Scotland’s first minister at the time of the Covid-19 pandemic said there was “thinking” around high consequence infectious diseases which were not flu.
Giving evidence in person at the inquiry in London, she said: “What there wasn’t, and I think this is the significant gap, is there was no set plan, and as I say that’s not the same as saying there was no thinking, into how we dealt with a pandemic that has the features and characteristics of flu in terms of the transmissibility but also the severity and, what we came to understand in terms of the symptomatic transmission, of Covid-19.”
She added: “The questions in my mind, literally every day, are not so much did we lack a plan but did we lack capabilities for dealing with a pandemic of the nature of Covid-19.
“And obviously I’m talking about there about contact tracing, testing, infrastructure in particular.”
Ms Sturgeon said she “deeply regrets” having to divert resources from emergency planning to plan for the possibility of a no deal Brexit.
She said: “We had no choice but to do that planning.
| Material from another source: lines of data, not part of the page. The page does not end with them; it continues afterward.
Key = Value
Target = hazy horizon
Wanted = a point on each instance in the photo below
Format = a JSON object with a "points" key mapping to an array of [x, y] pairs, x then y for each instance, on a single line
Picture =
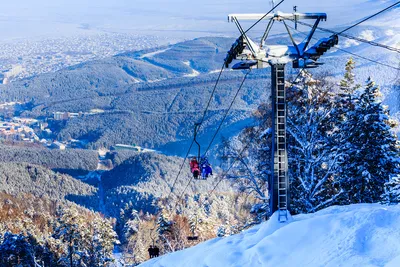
{"points": [[186, 19]]}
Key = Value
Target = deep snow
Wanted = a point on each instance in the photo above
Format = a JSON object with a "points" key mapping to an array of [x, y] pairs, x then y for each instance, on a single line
{"points": [[355, 235]]}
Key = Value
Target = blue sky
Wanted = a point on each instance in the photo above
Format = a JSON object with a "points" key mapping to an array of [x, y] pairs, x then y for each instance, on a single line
{"points": [[186, 18]]}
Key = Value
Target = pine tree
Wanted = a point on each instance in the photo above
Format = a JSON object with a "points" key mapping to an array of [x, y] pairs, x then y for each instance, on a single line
{"points": [[70, 230], [372, 154], [392, 191], [312, 155]]}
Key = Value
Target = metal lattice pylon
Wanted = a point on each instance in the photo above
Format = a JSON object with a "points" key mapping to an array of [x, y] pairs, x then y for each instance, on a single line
{"points": [[252, 55]]}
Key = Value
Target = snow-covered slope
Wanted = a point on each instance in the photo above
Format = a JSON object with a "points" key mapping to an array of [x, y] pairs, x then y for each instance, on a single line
{"points": [[355, 235]]}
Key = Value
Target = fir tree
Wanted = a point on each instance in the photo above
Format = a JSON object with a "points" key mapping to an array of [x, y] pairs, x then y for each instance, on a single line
{"points": [[372, 156], [392, 191], [313, 157]]}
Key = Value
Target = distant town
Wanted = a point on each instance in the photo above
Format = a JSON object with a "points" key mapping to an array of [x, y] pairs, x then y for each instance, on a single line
{"points": [[26, 58], [34, 132]]}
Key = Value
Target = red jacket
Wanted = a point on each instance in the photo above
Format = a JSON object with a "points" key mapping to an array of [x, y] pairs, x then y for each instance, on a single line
{"points": [[194, 165]]}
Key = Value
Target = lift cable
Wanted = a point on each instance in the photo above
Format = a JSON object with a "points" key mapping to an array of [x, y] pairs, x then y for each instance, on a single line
{"points": [[351, 53], [227, 111], [201, 121], [263, 17], [212, 94], [353, 38], [370, 17], [248, 144]]}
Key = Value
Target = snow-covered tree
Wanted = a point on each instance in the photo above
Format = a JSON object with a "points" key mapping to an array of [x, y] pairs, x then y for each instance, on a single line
{"points": [[392, 191], [313, 157], [372, 155], [70, 229]]}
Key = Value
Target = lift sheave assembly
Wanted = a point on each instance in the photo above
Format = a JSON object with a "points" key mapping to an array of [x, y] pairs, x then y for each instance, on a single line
{"points": [[246, 54]]}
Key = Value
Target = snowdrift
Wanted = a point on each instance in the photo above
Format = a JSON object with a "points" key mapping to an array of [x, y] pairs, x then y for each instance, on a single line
{"points": [[355, 235]]}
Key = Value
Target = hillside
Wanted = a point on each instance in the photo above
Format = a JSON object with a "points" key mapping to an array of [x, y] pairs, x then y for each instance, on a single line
{"points": [[145, 177], [19, 178], [355, 235]]}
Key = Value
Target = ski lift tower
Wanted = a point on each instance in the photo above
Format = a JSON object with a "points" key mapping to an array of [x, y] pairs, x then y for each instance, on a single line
{"points": [[249, 54]]}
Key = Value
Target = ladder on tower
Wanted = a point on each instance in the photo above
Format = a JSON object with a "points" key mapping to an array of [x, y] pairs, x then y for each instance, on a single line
{"points": [[280, 158]]}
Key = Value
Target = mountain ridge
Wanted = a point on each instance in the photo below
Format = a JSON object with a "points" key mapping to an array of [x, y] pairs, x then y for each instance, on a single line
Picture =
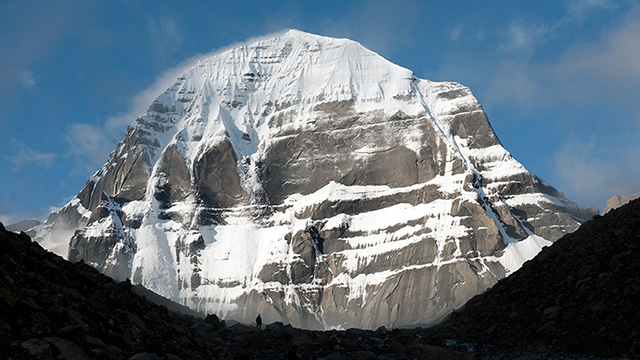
{"points": [[279, 174]]}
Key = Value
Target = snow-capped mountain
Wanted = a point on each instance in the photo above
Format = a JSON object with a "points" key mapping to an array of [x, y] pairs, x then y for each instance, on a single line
{"points": [[310, 180]]}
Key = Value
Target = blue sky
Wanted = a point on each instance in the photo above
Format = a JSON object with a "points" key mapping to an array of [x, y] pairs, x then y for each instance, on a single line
{"points": [[559, 80]]}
I deeply regret any consequences that had for our emergency planning in other areas.”
Questioned if this was a “false economy”, she said: “I think every aspect of Brexit has been a false economy.”
She was then warned she was in a “witness box, not a soap box”.
At the start of her evidence, she said: “Every day, the government I led did our best to take the best possible decisions, but equally we did not get everything right.”
Ms Sturgeon offered her “sympathies and condolences to all those who suffered as a result of the Covid-19 pandemic”.
She said learning from the pandemic is of “critical importance”.
Earlier, Sir Jeremy Farrar, a former member of the Scientific Advisory Group for Emergencies (Sage), which advised the UK Government during the pandemic, gave evidence.
He said having a so-called “red team” to constructively challenge scientific thinking “from the outside”, could add a different perspective to a pandemic response in the future.
He said this system worked well when he was part of a similar enterprise in the US.
Former Wellcome director Sir Jeremy said that Independent Sage – set up by former chief scientific adviser to the UK Government, Sir David King – tried to work like a red team “but unfortunately, for reasons others can debate, sometimes it became more confrontational than perhaps was constructive”.
Ms Sturgeon’s evidence will be followed by that of former deputy first minister John Swinney.
On Wednesday, senior Scottish Government officials began giving evidence to the inquiry.
Former Scotland health secretary Jeane Freeman said that, while Scotland could have better handled the pandemic, there was ultimately “no plan” that could have helped the country cope with Covid.
“There were certainly areas where Scotland could have been better prepared in terms of the underlying structure and delivery of all those recommendations,” she said.
“But Scotland, like other countries throughout the world, was dealing with a virus which was unknown and new.
“So, in that sense, I don’t believe there is a plan that would have been possible that would have been able, in and of itself, to cope with Covid-19.”